Shane et Mazzetti ont négligé de rapporter ce chiffre de 33 000 milliards pour le contexte nécessaire, même si la propre analyse du Times sur le témoignage de Stretch, en 2017, déclarait catégoriquement : « Facebook a averti que les messages liés à la Russie représentaient une quantité minuscule de contenu par rapport aux milliards de messages qui circulent chaque jour dans les fils d’infos des utilisateurs ».

Les chances que les Américains aient vu l’une ou l’autre de ces publicités de l’IRA, encore moins qu’ils aient été influencés par elles, sont infinitésimales. Porter et d’autres ont fait le calcul et ont constaté qu’au cours de cette période de deux ans, les 80 000 messages Facebook d’origine russe ne représentaient que 0,00000000000024 du contenu total de Facebook. Porter a commenté que cette contribution particulière du Times à l’histoire du Russiagate « devrait entrer dans les annales du journalisme comme l’une des utilisations de statistiques les plus spectaculaires et les plus trompeuses de tous les temps ».

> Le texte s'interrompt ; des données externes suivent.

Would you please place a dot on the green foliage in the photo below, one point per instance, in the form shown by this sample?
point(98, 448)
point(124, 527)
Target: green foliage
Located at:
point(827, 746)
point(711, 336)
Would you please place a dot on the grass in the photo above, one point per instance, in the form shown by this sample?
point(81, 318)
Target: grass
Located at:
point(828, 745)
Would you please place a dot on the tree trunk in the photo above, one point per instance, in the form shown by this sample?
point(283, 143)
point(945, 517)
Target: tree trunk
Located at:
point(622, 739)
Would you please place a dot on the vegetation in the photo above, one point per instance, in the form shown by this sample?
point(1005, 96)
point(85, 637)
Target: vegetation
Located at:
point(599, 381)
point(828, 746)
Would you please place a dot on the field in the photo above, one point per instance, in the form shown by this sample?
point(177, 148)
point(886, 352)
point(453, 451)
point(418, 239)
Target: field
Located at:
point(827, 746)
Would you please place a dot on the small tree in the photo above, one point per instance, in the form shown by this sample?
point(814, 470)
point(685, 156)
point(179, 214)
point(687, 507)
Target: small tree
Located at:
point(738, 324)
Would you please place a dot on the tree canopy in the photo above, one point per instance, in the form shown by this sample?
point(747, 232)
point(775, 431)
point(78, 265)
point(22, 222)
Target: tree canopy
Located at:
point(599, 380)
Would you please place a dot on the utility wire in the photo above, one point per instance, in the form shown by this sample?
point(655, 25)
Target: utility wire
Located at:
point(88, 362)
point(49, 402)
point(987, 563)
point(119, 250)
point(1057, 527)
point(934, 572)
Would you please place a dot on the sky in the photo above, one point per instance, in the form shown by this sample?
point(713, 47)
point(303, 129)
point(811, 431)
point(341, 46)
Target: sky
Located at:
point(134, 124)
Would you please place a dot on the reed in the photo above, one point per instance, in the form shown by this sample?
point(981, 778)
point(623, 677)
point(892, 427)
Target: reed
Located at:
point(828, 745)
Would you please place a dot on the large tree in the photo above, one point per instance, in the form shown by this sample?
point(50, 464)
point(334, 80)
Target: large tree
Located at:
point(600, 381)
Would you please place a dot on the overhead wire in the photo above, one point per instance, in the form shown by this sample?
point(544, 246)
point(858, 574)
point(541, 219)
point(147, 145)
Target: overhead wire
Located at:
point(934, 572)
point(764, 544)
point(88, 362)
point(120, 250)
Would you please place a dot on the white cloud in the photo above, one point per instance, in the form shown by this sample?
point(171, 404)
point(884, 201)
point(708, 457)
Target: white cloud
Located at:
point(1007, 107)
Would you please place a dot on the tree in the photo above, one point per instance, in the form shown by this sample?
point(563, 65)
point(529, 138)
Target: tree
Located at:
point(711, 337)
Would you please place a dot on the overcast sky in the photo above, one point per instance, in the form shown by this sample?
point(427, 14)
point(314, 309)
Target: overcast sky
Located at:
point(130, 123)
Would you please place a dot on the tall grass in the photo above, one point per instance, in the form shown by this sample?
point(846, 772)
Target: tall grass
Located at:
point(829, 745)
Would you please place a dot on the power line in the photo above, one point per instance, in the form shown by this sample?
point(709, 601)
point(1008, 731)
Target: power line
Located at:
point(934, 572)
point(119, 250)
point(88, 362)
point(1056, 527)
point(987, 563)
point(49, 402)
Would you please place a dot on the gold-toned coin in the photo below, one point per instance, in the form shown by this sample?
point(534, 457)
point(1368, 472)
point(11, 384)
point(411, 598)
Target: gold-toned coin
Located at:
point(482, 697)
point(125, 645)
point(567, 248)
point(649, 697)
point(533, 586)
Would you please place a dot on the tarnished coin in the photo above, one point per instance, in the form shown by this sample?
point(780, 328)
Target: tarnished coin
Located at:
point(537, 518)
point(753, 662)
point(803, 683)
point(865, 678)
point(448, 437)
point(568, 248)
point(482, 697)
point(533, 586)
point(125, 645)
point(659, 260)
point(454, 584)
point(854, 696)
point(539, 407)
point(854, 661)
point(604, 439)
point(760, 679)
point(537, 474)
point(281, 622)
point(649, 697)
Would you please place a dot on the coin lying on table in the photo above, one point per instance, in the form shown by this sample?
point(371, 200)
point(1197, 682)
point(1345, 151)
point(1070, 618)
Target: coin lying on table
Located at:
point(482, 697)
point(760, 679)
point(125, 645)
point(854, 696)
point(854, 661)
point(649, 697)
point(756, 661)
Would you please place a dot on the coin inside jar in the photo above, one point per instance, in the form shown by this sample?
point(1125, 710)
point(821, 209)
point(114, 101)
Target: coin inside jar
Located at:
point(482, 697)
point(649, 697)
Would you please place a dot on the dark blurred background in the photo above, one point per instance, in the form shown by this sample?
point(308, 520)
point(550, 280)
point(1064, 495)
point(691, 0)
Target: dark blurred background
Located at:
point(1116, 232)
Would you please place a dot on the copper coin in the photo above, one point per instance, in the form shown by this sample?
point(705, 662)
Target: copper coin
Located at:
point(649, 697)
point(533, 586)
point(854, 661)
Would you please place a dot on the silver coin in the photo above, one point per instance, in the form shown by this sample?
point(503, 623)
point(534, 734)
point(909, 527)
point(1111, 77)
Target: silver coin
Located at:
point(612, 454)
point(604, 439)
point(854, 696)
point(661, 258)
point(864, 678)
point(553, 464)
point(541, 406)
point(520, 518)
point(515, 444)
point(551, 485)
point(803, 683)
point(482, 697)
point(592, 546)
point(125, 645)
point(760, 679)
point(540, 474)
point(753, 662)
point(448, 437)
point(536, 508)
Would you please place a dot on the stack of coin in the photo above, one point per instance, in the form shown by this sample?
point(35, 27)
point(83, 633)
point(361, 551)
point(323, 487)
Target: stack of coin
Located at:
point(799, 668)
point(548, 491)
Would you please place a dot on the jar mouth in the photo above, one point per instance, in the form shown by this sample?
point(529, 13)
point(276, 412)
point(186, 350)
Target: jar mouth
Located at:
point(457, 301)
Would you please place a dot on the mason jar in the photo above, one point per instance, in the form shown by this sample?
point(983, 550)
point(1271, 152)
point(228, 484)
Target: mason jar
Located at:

Et maintenant, nous savons, grâce au juge Friederich, que Mueller n’a jamais apporté la moindre preuve, au-delà de ses mots, que le gouvernement russe était responsable des activités de l’IRA, aussi irresponsables soient-elles. Dire que cela a fait basculer les élections est clairement une exagération.

L’autre histoire : le piratage du DNC

La deuxième des deux principales accusations d’ingérence russe de Mueller, comme nous l’avons mentionné plus haut, dit qu’« un service de renseignement russe a mené des opérations d’intrusion informatique contre des entités, des employés et des volontaires travaillant au bureau de campagne de Clinton, et a ensuite publié des documents volés ». Malheureusement pour les aficionados du Russiagate, les preuves derrière cette accusation ne tiennent pas la route non plus.

CrowdStrike, la société controversée de cybersécurité que le Comité national démocrate avait choisie, plutôt que le FBI, pour examiner ses serveurs informatiques compromis en 2016, n’a jamais produit un rapport de police scientifique non expurgé ou final pour le gouvernement parce que le FBI ne lui a jamais demandé de le faire, a admis le ministère de la Justice.

La révélation s’est produite dans le cadre d’un recours en justice intenté par le gouvernement au cours de la phase préliminaire du procès de Roger Stone, un ancien agent républicain qui avait un rôle non officiel dans la campagne du candidat Donald Trump. Stone était accusé d’avoir induit le Congrès en erreur, fait obstruction à la justice et intimidé un témoin.

Le dépôt faisait suite à une requête des avocats de Stone demandant à CrowdStrike des « rapports non trafiqués », mettant au défi le gouvernement de prouver que la Russie avait piraté le serveur du DNC. « Le gouvernement… ne possède pas les informations que la défense demande », dit le dossier du ministère de la Justice.

Il n’est pas étonnant que Mueller ait espéré échapper à d’autres interrogatoires. S’il témoigne le 24 juillet, cela vaudra le coup de regarder les audiences du comité.